Suppose $f$ is $2\pi$-peridic and integrable on any finite interval.
Prove that if $a,b \in \mathbb{R}$, then $$ \int_{a}^{b} f(x)\ dx=\int_{a+2\pi}^{b+2\pi} f(x)\ dx =\int_{a-2\pi}^{b-2\pi}f(x)\ dx . $$ Also prove that $$\int_{-\pi}^{\pi} f(x+a)\ dx=\int_{-\pi}^{\pi} f(x)\ dx =\int_{-\pi +a}^{\pi+a}f(x)\ dx . $$
On
The prove of the first line:$\\$ Since, $d(x+ 2\pi) = dx$ and since $f(x) = f(x+2\pi)$, then if $x = a$ then $x + 2\pi = a + 2\pi$.$\\$ Also if $x = b$ then then $x + 2\pi = b + 2\pi$.Then $$\int_{a}^{b} f(x)dx = \int_{a + 2\pi }^{b +2\pi} f(x + 2\pi)dx = \int_{a + 2\pi }^{b +2\pi} f(x )dx $$ as $f$ is periodic.

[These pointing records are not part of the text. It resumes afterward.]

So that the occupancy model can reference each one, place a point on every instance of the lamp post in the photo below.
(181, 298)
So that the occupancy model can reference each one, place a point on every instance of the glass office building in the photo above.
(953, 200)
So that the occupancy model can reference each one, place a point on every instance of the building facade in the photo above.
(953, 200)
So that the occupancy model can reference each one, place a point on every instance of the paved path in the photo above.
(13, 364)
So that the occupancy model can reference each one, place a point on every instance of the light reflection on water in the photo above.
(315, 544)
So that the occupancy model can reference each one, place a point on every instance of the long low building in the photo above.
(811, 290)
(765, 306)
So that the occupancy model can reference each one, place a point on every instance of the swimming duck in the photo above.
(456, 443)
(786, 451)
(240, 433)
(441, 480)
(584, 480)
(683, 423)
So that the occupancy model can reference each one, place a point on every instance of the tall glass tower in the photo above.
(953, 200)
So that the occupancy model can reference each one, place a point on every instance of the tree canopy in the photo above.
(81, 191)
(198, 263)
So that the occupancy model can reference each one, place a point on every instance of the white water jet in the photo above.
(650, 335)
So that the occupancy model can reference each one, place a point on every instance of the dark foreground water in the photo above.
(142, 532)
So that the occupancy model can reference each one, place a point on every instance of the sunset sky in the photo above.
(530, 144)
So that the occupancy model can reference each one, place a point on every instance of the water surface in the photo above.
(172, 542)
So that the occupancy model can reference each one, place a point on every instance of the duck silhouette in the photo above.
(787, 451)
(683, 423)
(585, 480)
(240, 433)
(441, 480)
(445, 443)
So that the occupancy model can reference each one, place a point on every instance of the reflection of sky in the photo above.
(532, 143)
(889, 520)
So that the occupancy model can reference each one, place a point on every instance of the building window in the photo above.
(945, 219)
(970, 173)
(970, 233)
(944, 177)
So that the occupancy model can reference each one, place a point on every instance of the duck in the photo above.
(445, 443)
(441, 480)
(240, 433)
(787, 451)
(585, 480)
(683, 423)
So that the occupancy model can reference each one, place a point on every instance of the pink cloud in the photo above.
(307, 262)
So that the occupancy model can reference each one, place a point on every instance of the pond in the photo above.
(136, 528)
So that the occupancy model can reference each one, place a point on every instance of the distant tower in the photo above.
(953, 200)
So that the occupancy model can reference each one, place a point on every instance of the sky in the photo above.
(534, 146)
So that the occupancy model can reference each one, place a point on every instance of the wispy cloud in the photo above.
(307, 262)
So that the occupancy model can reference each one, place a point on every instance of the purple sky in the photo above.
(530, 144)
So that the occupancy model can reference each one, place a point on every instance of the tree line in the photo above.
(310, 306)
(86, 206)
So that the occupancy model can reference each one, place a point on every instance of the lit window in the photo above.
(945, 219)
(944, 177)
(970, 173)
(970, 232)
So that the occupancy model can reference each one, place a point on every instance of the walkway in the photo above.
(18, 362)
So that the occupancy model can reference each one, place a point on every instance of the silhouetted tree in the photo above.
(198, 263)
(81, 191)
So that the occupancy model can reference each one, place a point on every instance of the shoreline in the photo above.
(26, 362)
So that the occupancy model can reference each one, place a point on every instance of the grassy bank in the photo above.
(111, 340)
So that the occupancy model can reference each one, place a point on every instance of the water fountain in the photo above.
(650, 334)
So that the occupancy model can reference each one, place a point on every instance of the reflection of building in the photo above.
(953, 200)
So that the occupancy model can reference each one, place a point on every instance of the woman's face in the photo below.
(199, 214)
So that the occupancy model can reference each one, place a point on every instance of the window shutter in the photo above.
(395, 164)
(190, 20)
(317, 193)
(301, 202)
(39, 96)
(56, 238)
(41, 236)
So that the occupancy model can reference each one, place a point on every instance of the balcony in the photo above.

For the first line we use the substitution with $\varphi(x) = x \pm 2\pi$ to obtain $$\int_{a \pm 2\pi}^{b \pm 2\pi} f(x) \mathrm{d}x = \int_{\varphi(a)}^{\varphi(b)} f(x) \mathrm{d}x = \int_{a}^{b} f(x \pm 2 \pi) \mathrm{d}x = \int_{a}^{b} f(x) \mathrm{d}x.$$ For the second line we have using substitution with $\varphi(x) = x + a$ $$\int_{-\pi}^\pi f(x+a) \mathrm{d}x = \int_{-\pi + a}^{\pi + a} f(x) \mathrm{d}x.$$ Splitting up the integral yields $$\int_{-\pi + a}^{\pi + a} f(x) \mathrm{d}x = \int_{-\pi + a}^\pi f(x) \mathrm{d}x + \int_\pi^{\pi + a} f(x) \mathrm{d}x.$$ By the first assertion we have $$\int_{-\pi + a}^\pi f(x) \mathrm{d}x + \int_\pi^{\pi + a} f(x) \mathrm{d}x = \int_{-\pi + a}^\pi f(x) \mathrm{d}x + \int_{-\pi}^{-\pi + a} f(x) \mathrm{d}x = \int_{-\pi}^\pi f(x) \mathrm{d}x.$$ This shows the second line.